A partir da atenção a esses casos, que em São Gonçalo eram mais do que a metade das investigações conduzidas, foi possível identificar dinâmicas subjacentes à organização das atividades entre os policiais que trabalhavam no “Grupo de Investigação” (GI) responsável pelas mortes ocorridas neste município, da distribuição dos inquéritos entre eles e das prioridades ou não que eram dadas aos procedimentos.
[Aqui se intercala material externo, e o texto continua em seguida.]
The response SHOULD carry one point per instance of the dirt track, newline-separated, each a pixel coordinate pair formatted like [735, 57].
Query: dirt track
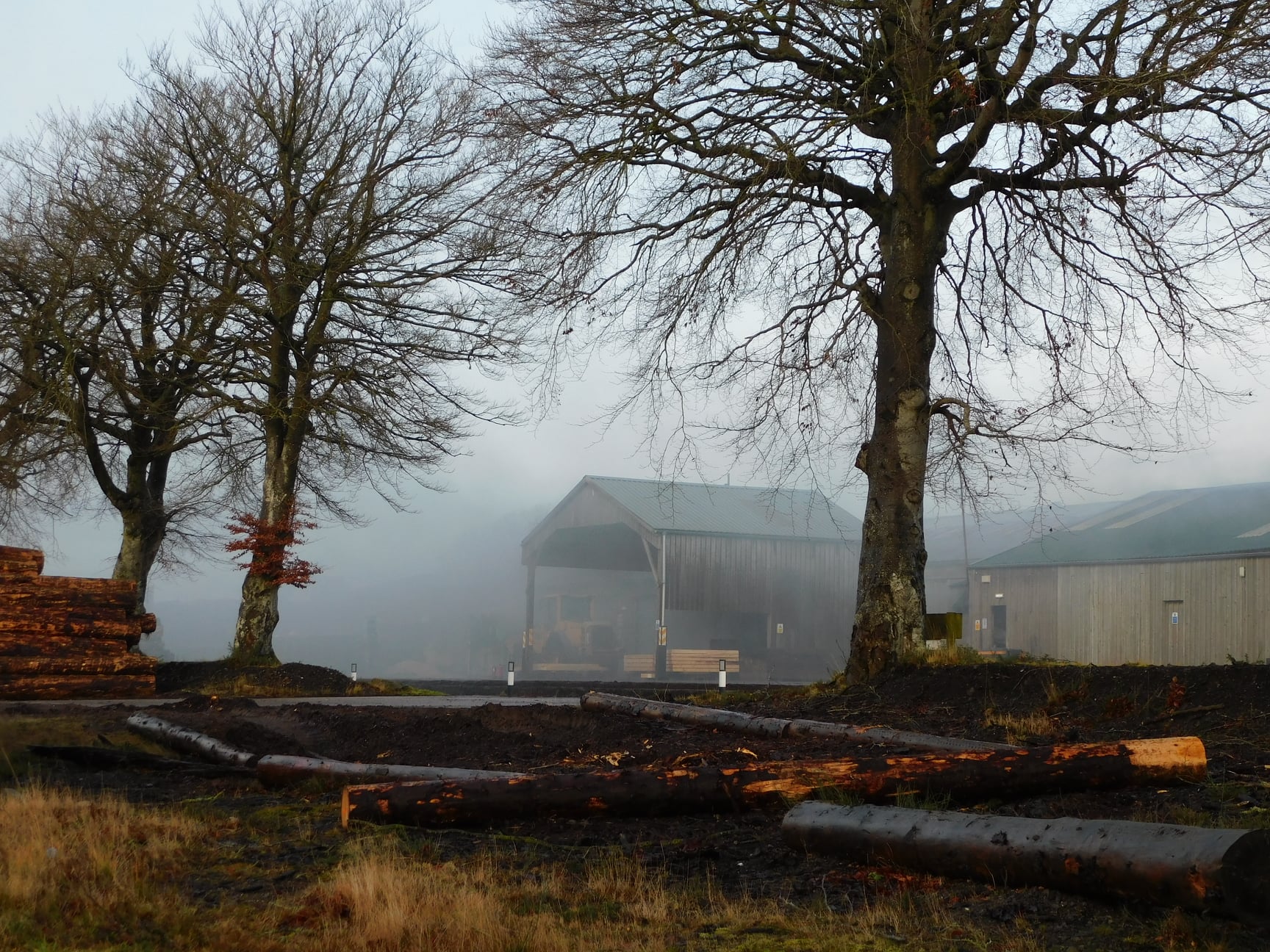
[743, 852]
Ainda, nestes casos se evidencia como para a construção e condução dessas “linhas”, os investigadores se apoiavam nos trabalhos desenvolvidos pelo “Setor de Controle Cartorário” (SCC), “Setor de Operações” (SOP) e “Setor de Inteligência Policial” (SIP), que participavam com “ferramentas” manipuladas na técnica de investigação dos “homicídios” da “guerra”.

Jonatas

Jonatas tinha 19 anos, morava e trabalhava no bairro Jardim Catarina, atuando no comércio varejista de drogas controlado pela facção “Comando Vermelho” (CV). Ao redor das dez horas da noite do dia quinze de julho de 2014, ele voltava do curso supletivo para qual havia retornado há alguns meses, quando foi atingido por dois tiros disparados pelo carona de uma moto ao virar a esquina de sua casa. Os tiros puderam ser ouvidos por sua mãe Márcia e sua namorada Luana, que logo saíram pelo portão e encontraram o corpo de Jonatas caído na calçada. Com o apoio de vizinhos, Luana telefonou para o Corpo de Bombeiros em busca de socorro. Porém, quando a ambulância chegou no local, Jonatas já estava morto. Antes de realizar a remoção, os bombeiros informaram à Polícia Militar sobre o óbito do jovem, que, por sua vez, repassou à Divisão de Homicídios a ocorrência daquele “homicídio”.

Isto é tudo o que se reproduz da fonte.